Garçon, un kir s’il vous plait !

Histoire du Kir

ça y est, les beaux jours arrivent enfin et …. avec le soleil, les terrasses, une franche envie d’apéro!

On sait que l’heure de l’apéro est un moment culte dans le coeur des français.

Parmi les boissons préférées, à l’apéritif, sur le zinc ou en terrasse avec des amis, le kir se situe en bonne place avec le rosé, la bière ou le mojito.

De jolie couleur rosée, légèrement sucré, le kir est constitué d’1/5 de crème de cassis et 4/5 de vin blanc de Bourgogne aligoté

Mais d’où vient son nom et quelle est son histoire ?

Autrefois appelé  » Blanc cassis » ou « Blanc cass » , le kir vient de la région de Bourgogne et doit son nom au chanoine Félix Kir.

Remontons en 1876, le cassis est cultivé aux portes de Dijon et cette boisson est fort populaire auprès des ouvriers,  le côté sucré de la crème de cassis servait à atténuer l’acidité du vin blanc aligoté.

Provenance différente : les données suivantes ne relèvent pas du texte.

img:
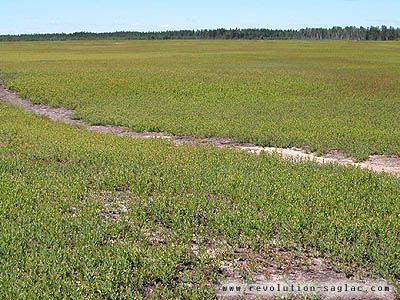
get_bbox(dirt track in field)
[0,86,400,176]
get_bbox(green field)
[0,41,400,160]
[0,41,400,299]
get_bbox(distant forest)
[0,26,400,41]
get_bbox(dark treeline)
[0,26,400,41]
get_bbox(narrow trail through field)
[0,86,400,176]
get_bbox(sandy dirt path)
[0,86,400,176]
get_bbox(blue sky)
[0,0,400,34]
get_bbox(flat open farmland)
[0,103,400,299]
[0,41,400,159]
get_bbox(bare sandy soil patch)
[0,86,400,176]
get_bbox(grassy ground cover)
[0,102,400,299]
[0,41,400,159]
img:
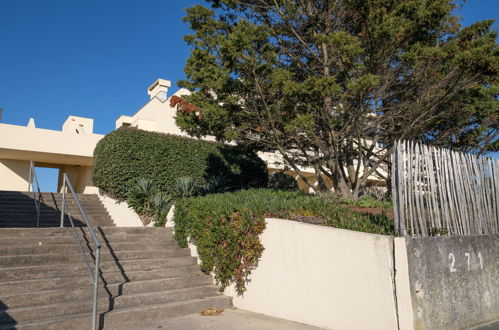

Le Chanoine Kir, pendant la 2nde guerre rentre dans la resistance puis devient Maire puis Député. Grand communiquant, il sera aussi journaliste. Pour faire des économies et multiplier les réceptions à la mairie, le Chanoine Kir, décide de remplacer le champagne par cette boisson qui, bien moins chère, permet aussi de faire connaitre et défendre les produits de Bourgogne.

Les réceptions allaient bon train et certaines mauvaises langues disaient à l’époque que la mairie était le plus grand débit de boisson de la ville de Dijon!

Dans les années 50, le chanoine a popularisé le blanc cassis a tel point qu’on a associé son nom à ce cocktail : ainsi est né le kir !

Une entreprise de liqueur obtint le droit auprès du chanoine, d’utiliser le nom à des fins commerciales. Un peu plus tard, Felix Kir voulu donner la même possibilité aux autres liquoristes dijonnais mais, c’était trop tard! A l’issue d’un procès long de douze an, seule l’entreprise Lejay Lagoutte obtint l’autorisation exclusive d’utiliser la marque Kir.